You’ve got a great idea for a movie. You jot down a few notes, buy some screenwriting software, click around a bit, and you’re off! Soon you’re writing clever dialogue and exciting action. And then around page 67 or so things start to fizzle. You lose your way. It’s like hopping in the car and setting out to drive to new destination without consulting a road map. You’re blissfully driving down the freeway without realizing you’ve missed your exit. You take the next exit. You make a wrong turn. Soon you’re on a dead-end street. That’s what writing a screenplay without an outline is like. It’s fun at first, but then you lose your way.

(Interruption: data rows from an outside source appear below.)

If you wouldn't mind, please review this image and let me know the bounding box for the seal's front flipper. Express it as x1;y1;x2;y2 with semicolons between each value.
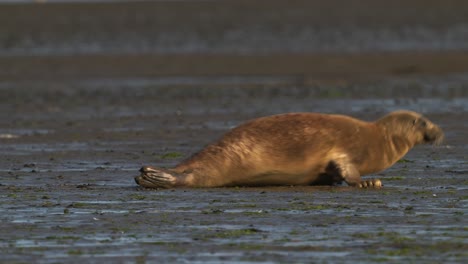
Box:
339;164;382;188
135;166;179;188
359;179;383;188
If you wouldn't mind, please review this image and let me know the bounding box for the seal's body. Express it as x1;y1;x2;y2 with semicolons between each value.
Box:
135;111;443;188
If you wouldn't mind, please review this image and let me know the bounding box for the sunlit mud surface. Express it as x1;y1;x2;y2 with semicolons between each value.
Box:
0;0;468;263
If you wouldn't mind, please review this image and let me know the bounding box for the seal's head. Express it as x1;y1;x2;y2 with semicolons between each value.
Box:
377;110;444;145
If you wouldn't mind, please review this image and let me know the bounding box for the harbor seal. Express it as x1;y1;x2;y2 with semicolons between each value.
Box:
135;111;444;188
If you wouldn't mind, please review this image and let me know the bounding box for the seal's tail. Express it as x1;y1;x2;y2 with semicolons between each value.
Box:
135;166;177;188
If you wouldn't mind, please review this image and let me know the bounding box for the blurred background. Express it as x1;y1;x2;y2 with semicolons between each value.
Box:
0;0;468;98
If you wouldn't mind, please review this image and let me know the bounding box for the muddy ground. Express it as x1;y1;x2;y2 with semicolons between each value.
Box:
0;1;468;263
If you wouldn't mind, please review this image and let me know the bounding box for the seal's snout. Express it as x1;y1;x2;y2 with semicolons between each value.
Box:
424;125;444;145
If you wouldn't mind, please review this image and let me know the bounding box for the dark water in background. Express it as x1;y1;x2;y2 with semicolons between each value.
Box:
0;1;468;56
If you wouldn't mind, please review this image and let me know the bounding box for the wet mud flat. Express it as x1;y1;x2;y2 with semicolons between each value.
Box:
0;0;468;263
0;85;468;263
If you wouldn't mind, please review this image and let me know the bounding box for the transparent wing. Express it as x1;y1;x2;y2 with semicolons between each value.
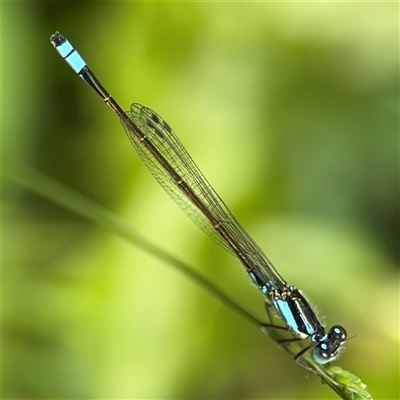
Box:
121;103;284;287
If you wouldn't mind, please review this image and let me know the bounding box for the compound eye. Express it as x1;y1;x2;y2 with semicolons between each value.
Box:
328;325;347;344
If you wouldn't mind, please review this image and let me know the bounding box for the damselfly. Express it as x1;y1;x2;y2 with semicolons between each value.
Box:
50;32;347;368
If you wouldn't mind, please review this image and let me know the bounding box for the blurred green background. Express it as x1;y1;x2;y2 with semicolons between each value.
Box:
2;2;399;399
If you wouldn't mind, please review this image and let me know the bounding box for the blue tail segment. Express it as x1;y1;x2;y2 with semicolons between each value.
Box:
50;32;86;74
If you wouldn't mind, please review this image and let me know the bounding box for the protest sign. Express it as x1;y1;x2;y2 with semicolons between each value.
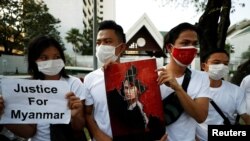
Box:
0;78;71;124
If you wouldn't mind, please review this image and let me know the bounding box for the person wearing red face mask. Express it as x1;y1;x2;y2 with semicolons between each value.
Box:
157;23;210;141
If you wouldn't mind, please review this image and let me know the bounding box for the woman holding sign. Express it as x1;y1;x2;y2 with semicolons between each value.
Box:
0;36;86;141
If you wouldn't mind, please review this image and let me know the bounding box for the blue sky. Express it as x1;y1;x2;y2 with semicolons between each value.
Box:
116;0;250;31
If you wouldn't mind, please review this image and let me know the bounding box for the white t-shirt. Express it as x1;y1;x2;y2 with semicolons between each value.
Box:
240;75;250;114
160;70;210;141
84;69;112;140
31;76;85;141
197;81;246;141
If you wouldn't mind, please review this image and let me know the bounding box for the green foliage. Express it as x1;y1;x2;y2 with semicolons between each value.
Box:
0;0;64;54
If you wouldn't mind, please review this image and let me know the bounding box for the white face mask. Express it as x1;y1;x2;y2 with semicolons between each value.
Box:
36;59;64;76
95;44;121;64
208;64;229;80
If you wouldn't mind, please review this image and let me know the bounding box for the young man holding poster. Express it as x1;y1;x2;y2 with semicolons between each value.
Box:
158;23;210;141
84;21;126;141
0;36;85;141
84;21;165;141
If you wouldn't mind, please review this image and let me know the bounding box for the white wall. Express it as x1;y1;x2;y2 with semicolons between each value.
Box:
0;55;27;75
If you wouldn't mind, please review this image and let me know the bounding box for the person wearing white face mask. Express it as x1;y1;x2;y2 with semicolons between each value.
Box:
0;35;86;141
196;49;250;141
84;20;126;141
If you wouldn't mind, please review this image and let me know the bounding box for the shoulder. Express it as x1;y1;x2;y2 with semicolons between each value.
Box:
84;68;104;82
222;80;244;93
190;69;209;80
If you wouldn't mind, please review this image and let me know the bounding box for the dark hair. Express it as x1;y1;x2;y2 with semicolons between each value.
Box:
163;22;200;51
98;20;126;43
200;48;230;63
27;35;69;80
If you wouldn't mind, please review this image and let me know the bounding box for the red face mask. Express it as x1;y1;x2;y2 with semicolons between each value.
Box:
172;46;197;67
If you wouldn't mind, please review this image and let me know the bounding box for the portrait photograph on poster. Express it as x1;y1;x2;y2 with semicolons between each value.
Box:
104;59;165;141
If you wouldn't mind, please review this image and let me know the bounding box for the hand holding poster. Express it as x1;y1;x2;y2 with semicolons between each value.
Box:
0;78;71;124
104;59;165;141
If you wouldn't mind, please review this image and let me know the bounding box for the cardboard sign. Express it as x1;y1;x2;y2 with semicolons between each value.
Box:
0;78;71;124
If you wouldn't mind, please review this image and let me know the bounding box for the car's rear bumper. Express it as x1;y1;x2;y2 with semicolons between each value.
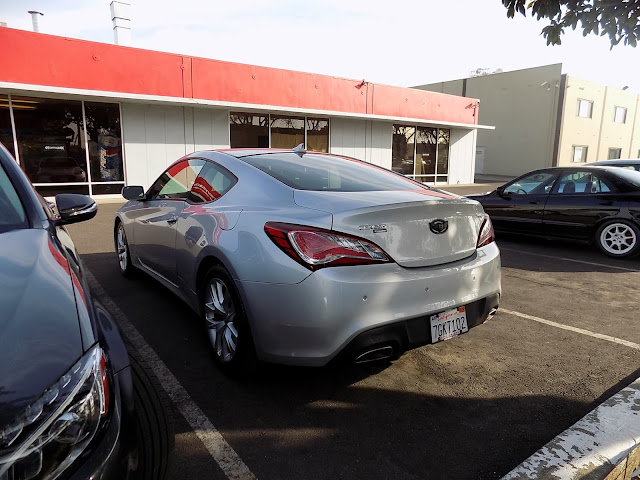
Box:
239;243;501;366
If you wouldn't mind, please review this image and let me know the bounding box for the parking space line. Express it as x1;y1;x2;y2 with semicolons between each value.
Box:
499;307;640;350
85;269;257;480
500;247;640;272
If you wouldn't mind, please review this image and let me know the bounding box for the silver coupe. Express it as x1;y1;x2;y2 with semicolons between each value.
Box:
114;148;500;373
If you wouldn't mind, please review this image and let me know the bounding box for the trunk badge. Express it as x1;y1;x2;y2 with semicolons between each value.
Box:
429;219;449;233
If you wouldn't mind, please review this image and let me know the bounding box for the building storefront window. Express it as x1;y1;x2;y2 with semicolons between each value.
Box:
391;125;451;183
0;95;16;157
269;115;304;148
229;112;269;148
0;95;124;196
229;112;329;153
84;102;124;195
11;97;89;195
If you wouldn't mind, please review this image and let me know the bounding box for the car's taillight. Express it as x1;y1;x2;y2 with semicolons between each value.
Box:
476;213;496;248
264;222;392;270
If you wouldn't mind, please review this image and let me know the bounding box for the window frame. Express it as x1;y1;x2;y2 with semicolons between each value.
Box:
576;98;593;118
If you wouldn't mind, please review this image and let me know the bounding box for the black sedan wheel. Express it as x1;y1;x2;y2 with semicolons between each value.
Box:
595;220;640;258
201;266;256;375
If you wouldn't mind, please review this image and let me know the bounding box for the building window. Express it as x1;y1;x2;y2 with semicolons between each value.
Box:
269;115;304;149
572;145;587;163
0;95;16;157
84;102;124;194
607;148;622;160
229;113;269;148
613;107;627;123
229;112;329;153
391;125;451;183
578;99;593;118
307;118;329;153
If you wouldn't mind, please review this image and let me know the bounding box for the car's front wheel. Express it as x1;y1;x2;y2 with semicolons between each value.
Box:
200;265;257;376
114;222;133;277
595;220;640;258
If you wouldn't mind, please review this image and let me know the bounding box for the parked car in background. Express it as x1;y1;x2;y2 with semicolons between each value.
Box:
114;148;500;373
587;158;640;172
469;165;640;258
0;145;173;480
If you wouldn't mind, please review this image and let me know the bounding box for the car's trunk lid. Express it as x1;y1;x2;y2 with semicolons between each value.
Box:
294;190;484;267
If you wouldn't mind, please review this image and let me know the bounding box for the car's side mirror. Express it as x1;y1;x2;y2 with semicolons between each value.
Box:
56;193;98;225
122;185;145;200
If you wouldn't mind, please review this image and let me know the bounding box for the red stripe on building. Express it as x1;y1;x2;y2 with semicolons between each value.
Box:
0;28;478;124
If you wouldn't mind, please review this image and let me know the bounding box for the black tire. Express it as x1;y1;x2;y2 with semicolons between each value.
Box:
594;220;640;258
113;221;135;278
128;348;175;480
200;265;258;379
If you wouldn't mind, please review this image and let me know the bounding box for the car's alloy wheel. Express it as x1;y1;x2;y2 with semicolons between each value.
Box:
115;223;133;277
201;266;255;374
596;221;640;258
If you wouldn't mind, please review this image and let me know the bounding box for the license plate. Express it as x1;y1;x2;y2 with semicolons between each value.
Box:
429;307;469;343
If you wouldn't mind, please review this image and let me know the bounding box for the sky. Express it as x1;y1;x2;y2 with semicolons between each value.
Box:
0;0;640;93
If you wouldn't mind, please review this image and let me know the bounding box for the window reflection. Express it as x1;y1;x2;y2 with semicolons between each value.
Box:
391;125;416;175
84;102;124;183
0;95;16;157
11;97;87;183
307;118;329;153
229;112;269;148
271;116;304;149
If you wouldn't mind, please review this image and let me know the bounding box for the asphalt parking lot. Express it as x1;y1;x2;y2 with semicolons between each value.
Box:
68;194;640;480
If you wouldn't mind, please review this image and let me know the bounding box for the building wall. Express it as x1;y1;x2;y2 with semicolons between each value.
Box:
330;118;393;169
416;64;562;176
558;75;640;165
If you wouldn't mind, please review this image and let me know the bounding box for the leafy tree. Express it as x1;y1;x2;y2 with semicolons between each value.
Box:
502;0;640;48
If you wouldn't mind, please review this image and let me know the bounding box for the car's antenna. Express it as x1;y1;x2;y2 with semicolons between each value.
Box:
293;143;307;158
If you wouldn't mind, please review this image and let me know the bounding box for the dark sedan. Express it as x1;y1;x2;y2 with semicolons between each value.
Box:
469;165;640;258
0;144;172;480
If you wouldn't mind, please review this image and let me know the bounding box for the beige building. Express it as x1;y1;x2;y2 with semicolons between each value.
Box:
415;64;640;180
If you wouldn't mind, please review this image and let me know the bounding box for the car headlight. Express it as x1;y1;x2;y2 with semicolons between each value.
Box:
0;345;109;480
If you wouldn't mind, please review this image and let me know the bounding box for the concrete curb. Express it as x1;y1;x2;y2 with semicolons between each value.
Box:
502;378;640;480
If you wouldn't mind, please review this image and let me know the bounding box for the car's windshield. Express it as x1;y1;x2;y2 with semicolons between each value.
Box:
241;154;427;192
0;167;28;233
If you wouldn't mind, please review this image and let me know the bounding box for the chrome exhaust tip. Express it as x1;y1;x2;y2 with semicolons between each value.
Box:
354;345;393;364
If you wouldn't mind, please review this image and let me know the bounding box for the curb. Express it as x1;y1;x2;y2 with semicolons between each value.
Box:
502;378;640;480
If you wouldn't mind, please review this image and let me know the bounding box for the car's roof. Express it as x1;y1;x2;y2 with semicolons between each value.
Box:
587;158;640;166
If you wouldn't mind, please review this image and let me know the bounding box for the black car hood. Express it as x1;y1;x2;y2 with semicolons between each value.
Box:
0;229;82;430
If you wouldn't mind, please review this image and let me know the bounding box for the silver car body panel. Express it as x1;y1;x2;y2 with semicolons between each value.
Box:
117;152;501;366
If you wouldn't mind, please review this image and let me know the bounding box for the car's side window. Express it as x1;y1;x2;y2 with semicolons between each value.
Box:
188;162;237;203
556;172;615;195
147;159;205;200
504;172;556;195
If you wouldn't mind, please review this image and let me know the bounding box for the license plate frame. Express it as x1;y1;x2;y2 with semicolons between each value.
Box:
429;307;469;343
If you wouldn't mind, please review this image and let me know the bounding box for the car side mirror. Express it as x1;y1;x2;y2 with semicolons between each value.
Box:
122;185;145;200
56;193;98;225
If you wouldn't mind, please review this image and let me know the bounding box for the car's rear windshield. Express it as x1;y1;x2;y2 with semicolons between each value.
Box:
0;166;29;233
241;153;427;192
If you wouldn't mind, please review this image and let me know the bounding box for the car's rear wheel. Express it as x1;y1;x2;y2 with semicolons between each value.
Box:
115;222;133;277
127;347;175;480
595;220;640;258
200;265;257;376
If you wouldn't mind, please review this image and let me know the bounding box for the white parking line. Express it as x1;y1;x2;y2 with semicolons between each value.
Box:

Your outline is your road map. It’s going to help you get where you need to go. Use your outline to work out the kinks. Where are you introducing your characters? Where is your inciting incident? Are the beats of the story progressing so your character is getting from points A to B to C, or are you missing B? Are you successfully setting up the climactic sequence? These issues are a lot easier to hammer out in outline form than in a 100+ page screenplay. Writing a good outline takes time and effort. But once you have a solid, workable outline, you can follow it like a map when you go to script. Realizing you need another clue for your protagonist to uncover to solve the murder mystery is easier on page seven of your outline than it is once you’ve gotten to the page 107 of your script.
As a Story Analyst I can often tell when a writer didn’t take the time and effort to write an outline. I can tell they didn’t consult the map and they got lost. It shows on the page. Sometime it shows up in the form of a timeline that doesn’t track, or a plot development that doesn’t seem to fit with the rest of the story, or a twist ending that is not credible. So take the time to write the outline. Consult the road map. It will get you where you need to go.